Held-out evaluation set (774 prompts) for the Block-3 confidence / correctness-estimation comparison. Pairs with YangyiYY/rl-value-confidence-train (training) and the nct-ppo actor/critic models. Each row is in the verl RL schema so the shared grader scores it directly.

Single test split (the former validation+test splits are merged into one).

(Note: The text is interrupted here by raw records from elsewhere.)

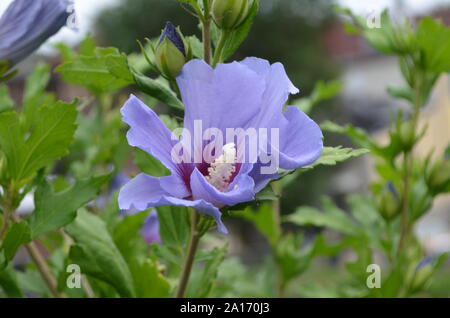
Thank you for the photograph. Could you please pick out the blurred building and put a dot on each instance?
(366, 75)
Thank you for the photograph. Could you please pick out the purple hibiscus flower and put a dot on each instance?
(26, 24)
(238, 95)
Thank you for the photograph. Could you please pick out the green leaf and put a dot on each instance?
(357, 135)
(128, 238)
(332, 217)
(196, 46)
(157, 89)
(18, 234)
(149, 281)
(238, 36)
(36, 82)
(9, 284)
(55, 210)
(333, 155)
(97, 255)
(322, 91)
(49, 139)
(173, 225)
(106, 71)
(6, 103)
(434, 41)
(293, 260)
(204, 278)
(265, 221)
(149, 164)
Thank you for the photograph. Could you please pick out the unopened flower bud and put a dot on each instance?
(389, 203)
(170, 54)
(407, 135)
(230, 14)
(438, 177)
(419, 276)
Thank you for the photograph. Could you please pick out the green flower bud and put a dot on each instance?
(230, 14)
(407, 135)
(170, 54)
(389, 203)
(417, 277)
(438, 177)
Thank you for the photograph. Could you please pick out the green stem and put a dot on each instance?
(7, 212)
(206, 32)
(220, 46)
(192, 249)
(6, 217)
(41, 265)
(408, 162)
(276, 215)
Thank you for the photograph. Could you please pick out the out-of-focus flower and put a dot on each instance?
(238, 96)
(150, 229)
(26, 24)
(170, 54)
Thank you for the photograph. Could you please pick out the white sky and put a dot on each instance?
(88, 9)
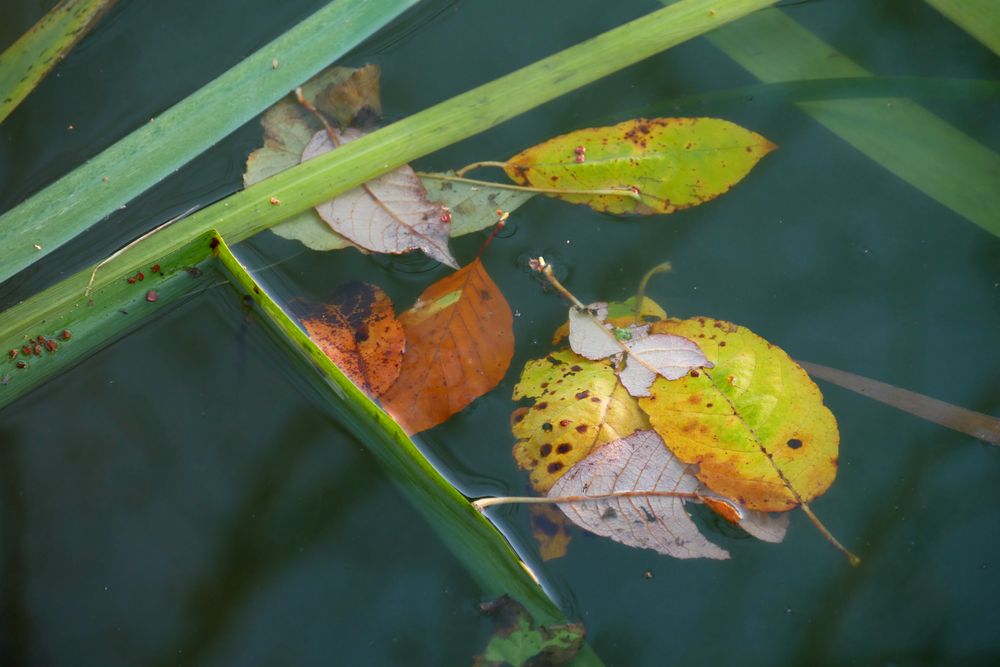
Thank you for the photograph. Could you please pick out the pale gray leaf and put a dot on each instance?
(635, 468)
(473, 207)
(670, 356)
(389, 214)
(590, 338)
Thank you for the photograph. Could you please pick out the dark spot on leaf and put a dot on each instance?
(545, 525)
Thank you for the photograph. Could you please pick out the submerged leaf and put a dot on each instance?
(578, 405)
(755, 424)
(459, 343)
(549, 527)
(473, 206)
(358, 330)
(630, 473)
(389, 214)
(668, 355)
(648, 355)
(672, 163)
(518, 641)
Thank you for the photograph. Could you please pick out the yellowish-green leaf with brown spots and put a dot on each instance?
(578, 405)
(755, 424)
(671, 163)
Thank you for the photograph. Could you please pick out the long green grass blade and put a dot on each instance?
(317, 180)
(482, 550)
(979, 18)
(30, 58)
(87, 194)
(93, 323)
(900, 135)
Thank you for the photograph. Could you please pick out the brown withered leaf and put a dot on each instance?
(550, 528)
(355, 98)
(359, 331)
(459, 345)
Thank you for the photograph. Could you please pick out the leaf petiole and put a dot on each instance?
(483, 503)
(854, 560)
(640, 294)
(458, 178)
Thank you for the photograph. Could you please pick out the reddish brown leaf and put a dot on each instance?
(459, 345)
(358, 330)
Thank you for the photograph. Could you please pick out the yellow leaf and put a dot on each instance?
(578, 405)
(671, 163)
(755, 424)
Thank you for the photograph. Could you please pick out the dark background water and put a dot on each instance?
(180, 499)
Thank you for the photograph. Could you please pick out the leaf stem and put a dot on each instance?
(483, 503)
(640, 294)
(610, 192)
(854, 560)
(477, 165)
(539, 264)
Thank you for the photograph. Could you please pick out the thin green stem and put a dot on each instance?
(640, 294)
(612, 192)
(477, 165)
(854, 560)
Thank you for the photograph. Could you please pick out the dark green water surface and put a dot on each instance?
(182, 499)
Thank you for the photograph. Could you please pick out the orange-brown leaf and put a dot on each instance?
(359, 331)
(459, 345)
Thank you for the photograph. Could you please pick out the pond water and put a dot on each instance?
(182, 498)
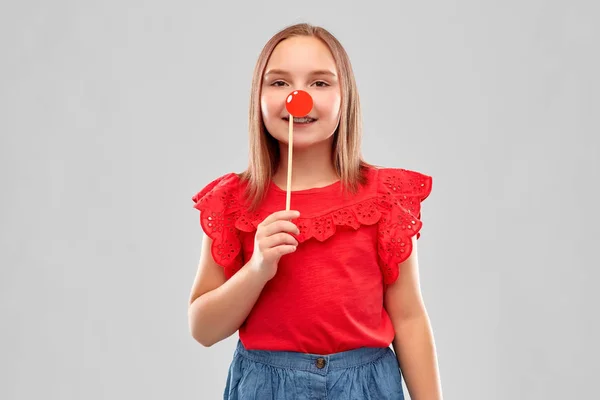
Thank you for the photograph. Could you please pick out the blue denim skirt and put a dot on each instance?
(361, 374)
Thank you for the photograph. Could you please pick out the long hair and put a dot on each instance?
(264, 149)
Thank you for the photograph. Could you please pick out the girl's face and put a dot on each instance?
(301, 63)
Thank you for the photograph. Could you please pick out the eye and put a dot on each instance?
(321, 83)
(278, 83)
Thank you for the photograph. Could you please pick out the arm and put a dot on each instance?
(413, 344)
(218, 307)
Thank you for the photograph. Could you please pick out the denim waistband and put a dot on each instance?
(314, 362)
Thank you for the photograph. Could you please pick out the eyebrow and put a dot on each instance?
(283, 72)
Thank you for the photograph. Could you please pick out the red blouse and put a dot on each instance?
(327, 296)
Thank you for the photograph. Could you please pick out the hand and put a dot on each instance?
(272, 241)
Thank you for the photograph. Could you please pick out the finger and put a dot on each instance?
(282, 250)
(277, 215)
(277, 240)
(280, 226)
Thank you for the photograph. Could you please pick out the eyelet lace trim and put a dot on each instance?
(395, 205)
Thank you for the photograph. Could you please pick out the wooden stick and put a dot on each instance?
(289, 179)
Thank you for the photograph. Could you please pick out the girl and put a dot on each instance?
(320, 292)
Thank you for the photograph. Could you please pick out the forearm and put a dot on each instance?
(218, 314)
(415, 348)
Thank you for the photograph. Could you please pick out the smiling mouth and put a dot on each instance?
(302, 120)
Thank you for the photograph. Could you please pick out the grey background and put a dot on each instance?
(113, 114)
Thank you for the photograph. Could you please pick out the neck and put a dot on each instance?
(311, 167)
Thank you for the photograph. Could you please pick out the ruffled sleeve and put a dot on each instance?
(400, 193)
(219, 206)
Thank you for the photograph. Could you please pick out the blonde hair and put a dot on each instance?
(264, 149)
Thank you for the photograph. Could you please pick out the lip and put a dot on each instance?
(300, 124)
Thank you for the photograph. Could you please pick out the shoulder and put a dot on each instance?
(399, 182)
(222, 192)
(219, 205)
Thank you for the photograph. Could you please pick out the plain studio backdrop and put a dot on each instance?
(113, 114)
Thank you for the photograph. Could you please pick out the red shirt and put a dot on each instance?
(327, 296)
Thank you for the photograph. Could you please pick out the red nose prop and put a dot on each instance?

Composition & subset annotation

Every row carries a fine-grained subset label in both extra_info.sub_source and a top-level sub_source column:

data_source n sub_source =
taco 300 TACO difficulty — EASY / MEDIUM / MEDIUM_HARD / HARD / VERY_HARD
codeforces 300 rating_1300, rating_1400
math_box (numina) 98 NuminaMath origin — cn_k12 / synthetic_math / orca_math / olympiads / gsm8k / synthetic_amc / aops_forum / amc_aime / math
codecontests 76 rating_800rating_1200

Grader / ground_truth

reward_model.ground_truth is built for the shared reference grader (reference/ in the project repo): math → {"answer": …}; code → input_output JSON with the full hidden test suites (CodeContests public+private+generated, Codeforces full suite, TACO raw input_output incl. call-based fn_name), no per-problem test-case cap. Correctness = last \boxed{} match (math) or all stdio/functional cases pass (code, 6s/case · 60s/problem).

Schema

data_source · prompt (chat messages) · ability · reward_model.ground_truth · sub_source · extra_info (id, rating, sub_source).